Journal de Bord – Il faudrait sortir le chien

Première séance à la table, l’extrait de texte coupé fait 30 minutes. On aborde la lecture dans la neutralité, on tente des exercices de lecture en suraticulant, expérimente une lecture excessive proche du bouffon. Il paraît évident qu’il ne faut pas travestir la voix des acteurs. On lit l’intégrali- la presqu’intégralité du texte. France-Argentine nous stoppe page 55. Une grande partie du temps de travail nous occupe à lire, couper, minuter notre extrait toujours trop long. Il faut entrer dans le cadre des 15 minutes requises. Certaines parties coupées du texte nous plaisent, la tentation est forte, on souhaite les réintégrer. 22 minutes. 19 minutes. 18’30 minutes. On nous offre un bonus mais il ne faut pas dépasser 17. À la longue des choix s’opèrent, les didascalies seront projetées, les symbolisations du temps déréglé et de la pluie qui s’écoule sans discontinuer seront abandonnées. Nous cherchons la simplicité d’élocution de ces dialogues quotidiens mais en dehors du temps et le rythme du balancement des deux duos de ce texte : homme-femme / père-fils. Et ce travail précis de la coupe et du collage se poursuit, dans une tentative de ne pas trop éventrer le texte, son rythme, en préservant son humour, son ton et bien sûr sa compréhension.

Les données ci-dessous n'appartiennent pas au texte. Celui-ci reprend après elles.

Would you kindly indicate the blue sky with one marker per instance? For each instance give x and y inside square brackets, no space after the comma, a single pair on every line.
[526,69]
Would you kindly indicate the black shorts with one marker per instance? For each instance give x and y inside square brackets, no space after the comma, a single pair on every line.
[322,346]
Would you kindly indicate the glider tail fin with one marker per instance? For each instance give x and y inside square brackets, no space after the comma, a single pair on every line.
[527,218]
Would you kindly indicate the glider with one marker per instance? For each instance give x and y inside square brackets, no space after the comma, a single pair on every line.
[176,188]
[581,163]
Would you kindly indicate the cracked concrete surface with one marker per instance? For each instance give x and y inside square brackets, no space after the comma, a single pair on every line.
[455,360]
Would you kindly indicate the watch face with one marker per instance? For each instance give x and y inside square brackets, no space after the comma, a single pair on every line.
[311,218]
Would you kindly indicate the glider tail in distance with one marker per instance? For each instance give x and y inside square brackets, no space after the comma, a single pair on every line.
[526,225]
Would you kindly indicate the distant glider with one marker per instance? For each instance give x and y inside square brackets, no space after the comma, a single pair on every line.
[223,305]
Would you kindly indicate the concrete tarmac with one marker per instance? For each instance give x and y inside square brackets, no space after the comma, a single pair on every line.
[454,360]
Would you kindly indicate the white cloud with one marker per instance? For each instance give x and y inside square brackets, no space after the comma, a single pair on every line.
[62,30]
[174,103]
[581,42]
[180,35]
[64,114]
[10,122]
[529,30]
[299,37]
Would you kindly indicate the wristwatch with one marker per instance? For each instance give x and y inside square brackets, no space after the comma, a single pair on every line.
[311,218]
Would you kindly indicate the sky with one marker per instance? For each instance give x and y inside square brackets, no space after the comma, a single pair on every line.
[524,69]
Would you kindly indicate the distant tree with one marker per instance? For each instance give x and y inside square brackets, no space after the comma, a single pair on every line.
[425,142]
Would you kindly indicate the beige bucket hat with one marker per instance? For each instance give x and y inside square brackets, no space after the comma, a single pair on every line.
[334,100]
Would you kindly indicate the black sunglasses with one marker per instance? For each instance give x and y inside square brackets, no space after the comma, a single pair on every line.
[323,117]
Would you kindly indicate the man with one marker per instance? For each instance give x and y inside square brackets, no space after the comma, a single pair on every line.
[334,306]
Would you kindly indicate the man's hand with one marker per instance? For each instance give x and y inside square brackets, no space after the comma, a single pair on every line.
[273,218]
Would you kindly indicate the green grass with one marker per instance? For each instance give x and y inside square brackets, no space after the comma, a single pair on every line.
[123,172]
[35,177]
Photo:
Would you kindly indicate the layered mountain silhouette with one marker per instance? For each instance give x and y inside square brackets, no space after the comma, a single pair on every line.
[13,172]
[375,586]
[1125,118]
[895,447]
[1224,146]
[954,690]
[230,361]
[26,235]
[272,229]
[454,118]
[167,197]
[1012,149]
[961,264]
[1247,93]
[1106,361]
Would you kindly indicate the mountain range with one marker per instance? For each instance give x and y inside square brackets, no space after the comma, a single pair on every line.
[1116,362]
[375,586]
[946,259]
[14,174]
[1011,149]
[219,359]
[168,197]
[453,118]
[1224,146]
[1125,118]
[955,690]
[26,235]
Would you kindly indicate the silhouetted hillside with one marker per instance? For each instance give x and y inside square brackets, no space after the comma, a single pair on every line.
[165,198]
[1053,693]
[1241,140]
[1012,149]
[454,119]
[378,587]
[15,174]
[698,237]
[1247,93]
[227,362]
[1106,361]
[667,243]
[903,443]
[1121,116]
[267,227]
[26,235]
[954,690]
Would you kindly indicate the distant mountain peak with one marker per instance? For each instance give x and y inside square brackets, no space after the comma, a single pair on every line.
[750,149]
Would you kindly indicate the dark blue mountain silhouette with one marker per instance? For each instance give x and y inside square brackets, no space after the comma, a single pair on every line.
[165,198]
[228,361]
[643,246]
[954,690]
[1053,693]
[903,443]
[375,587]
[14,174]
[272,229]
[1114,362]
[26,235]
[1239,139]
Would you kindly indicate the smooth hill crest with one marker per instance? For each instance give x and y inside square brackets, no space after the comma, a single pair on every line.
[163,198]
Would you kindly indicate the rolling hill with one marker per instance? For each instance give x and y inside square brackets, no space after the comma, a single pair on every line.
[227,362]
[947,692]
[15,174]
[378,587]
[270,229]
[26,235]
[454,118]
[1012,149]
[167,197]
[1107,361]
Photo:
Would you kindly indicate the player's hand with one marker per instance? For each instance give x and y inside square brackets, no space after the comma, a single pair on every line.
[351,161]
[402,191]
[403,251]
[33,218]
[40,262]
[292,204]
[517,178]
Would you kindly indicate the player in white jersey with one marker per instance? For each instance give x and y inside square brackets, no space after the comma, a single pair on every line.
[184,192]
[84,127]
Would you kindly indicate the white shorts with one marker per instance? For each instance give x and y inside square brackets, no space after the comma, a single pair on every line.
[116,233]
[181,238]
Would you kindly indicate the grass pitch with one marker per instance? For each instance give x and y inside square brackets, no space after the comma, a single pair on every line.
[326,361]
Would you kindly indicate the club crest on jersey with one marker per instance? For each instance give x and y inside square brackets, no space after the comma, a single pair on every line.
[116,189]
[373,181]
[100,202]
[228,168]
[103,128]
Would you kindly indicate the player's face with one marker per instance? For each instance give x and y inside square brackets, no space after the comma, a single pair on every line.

Il faudrait sortir le chien pose des interrogations scéniques. La représentation des monologues de l’homme (ralentir ou pas l’élocution de cette parole), la temporalité fuyante, l’absurdité des situations et l’abstraction dans un monde qui perd pied, où l’eau ne cesse de couler comme les larmes que cet homme n’a pas su pleurer de son vivant et qui l’ont rendu absent à lui-même. Mort de son vivant et à présent vivant dans sa mort. Cet homme est considéré comme un individu qui n’est qu’une apparence. Veut-il encore seulement vivre ? Partout où il y a volonté il y a vie, mais lui, possède t-il une dernière volonté qui l’anime ? Toutes ses tentatives ne semblent qu’échecs et avortements, à l’image de ce qu’a sûrement été sa vie. Est-ce en mourant qu’il retrouve le don de vivre reçu à la naissance, avant de rechuter dans le néant ? Si le père, l’ancienne petite amie et le chien tournent autour de cette figure centrale c’est, il nous semble, pour qu’il renoue avant le grand passage, avec un peu d’amour et de tendresse.